Date posted: October 21, 2020

METAL WITH METTLE

Metal, used in furniture and accessories for centuries, can be cold, unexciting, and gray in its most basic form. But in the hands (and mind) of designer Jim Zarate-Torres, metal comes alive. His powder-coated steel furniture pieces all have a modern but playful, solid but light-looking, youthful vibe.

The Brique collection has numerous variations in form and type, including lounge and dining chair.

 

Such is the nature of the 2020 collection of Zarate Manila. In Torres’s Brique and Cheque lines, metal straps are wrapped around the frame of the furniture piece like woven leather. It is then powder-coated in polyurethane in hues that range from a bright tangerine to a soothing, pale pistachio. The end result is a creation that is tough and delicate at the same time—you’d have to second guess if it were made of metal.

Zarate’s creative director Jim Torres designs furniture “for people who appreciate the concept of the new Filipino aesthetic.”

 

Torres’s career started with metal, working for two years under Jude Tiotuico of Industria Edition, a company known for their dynamic, sculptural metal furnishings. “In the third year, I joined the the Red Box competition of DTI-CITEM, which I won.”

The Cheque bench, made of powder-coated steel and oakwood, can be used indoors or out.

 

His “Escapade” lights, which were composed of billowing skirts of—you guessed it—metal, won him the Red Box Design Talent for 2015. In the same year, Torres went on to exhibit his work at the International Contemporary Furniture Fair (ICFF) in New York.
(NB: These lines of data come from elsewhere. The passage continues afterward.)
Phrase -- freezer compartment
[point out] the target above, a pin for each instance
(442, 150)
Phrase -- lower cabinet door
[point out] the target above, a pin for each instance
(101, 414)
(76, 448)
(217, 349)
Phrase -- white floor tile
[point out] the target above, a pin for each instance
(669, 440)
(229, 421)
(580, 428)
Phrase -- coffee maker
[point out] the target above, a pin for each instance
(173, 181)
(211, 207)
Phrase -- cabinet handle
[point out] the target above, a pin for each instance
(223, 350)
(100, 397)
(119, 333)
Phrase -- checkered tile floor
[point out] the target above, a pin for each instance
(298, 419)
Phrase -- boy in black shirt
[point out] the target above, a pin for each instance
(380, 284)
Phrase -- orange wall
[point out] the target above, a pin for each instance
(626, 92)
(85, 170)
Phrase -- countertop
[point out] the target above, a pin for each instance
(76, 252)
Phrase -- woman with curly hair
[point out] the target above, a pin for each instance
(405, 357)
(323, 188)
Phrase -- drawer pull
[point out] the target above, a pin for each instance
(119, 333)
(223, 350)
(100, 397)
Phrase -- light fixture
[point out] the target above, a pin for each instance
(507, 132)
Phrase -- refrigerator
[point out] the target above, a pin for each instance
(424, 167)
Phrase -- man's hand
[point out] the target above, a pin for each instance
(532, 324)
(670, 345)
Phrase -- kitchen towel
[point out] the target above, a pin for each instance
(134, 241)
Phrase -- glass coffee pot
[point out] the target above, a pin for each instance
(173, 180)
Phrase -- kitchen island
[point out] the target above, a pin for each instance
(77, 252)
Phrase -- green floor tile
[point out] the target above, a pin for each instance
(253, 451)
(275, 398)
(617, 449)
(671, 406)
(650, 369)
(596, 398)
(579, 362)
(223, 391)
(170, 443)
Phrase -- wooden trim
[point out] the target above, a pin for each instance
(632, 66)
Clockwise from top left: The Brique lounge chair in classic blue hue; Rombo lights; Torres used recycled packaging for his Manila FAME booth; a sculptural Aerial bowl.

 

At the 70th edition of Manila FAME last October, Torres presented “Celebration,” the Zarate collection for 2020. Instead of the usual staid design fair booth, Torres used recycled foil packaging for his backdrop, which magnified the cacophony of colors—shocking pink, purple, and primary blue—in his metal chairs and in jewel-like stools collaborated on by Kristine Barreiro. Torres explains that the concept was like a fiesta, a celebration, but made modern.

The Cheque nesting table is modern and ethereal-looking at the same time.

 

For a young industrial designer like Torres, the next decade looks bright. “With a critical mass of creative energy within, I’m excited to see where this brand will lead in the future,” he says.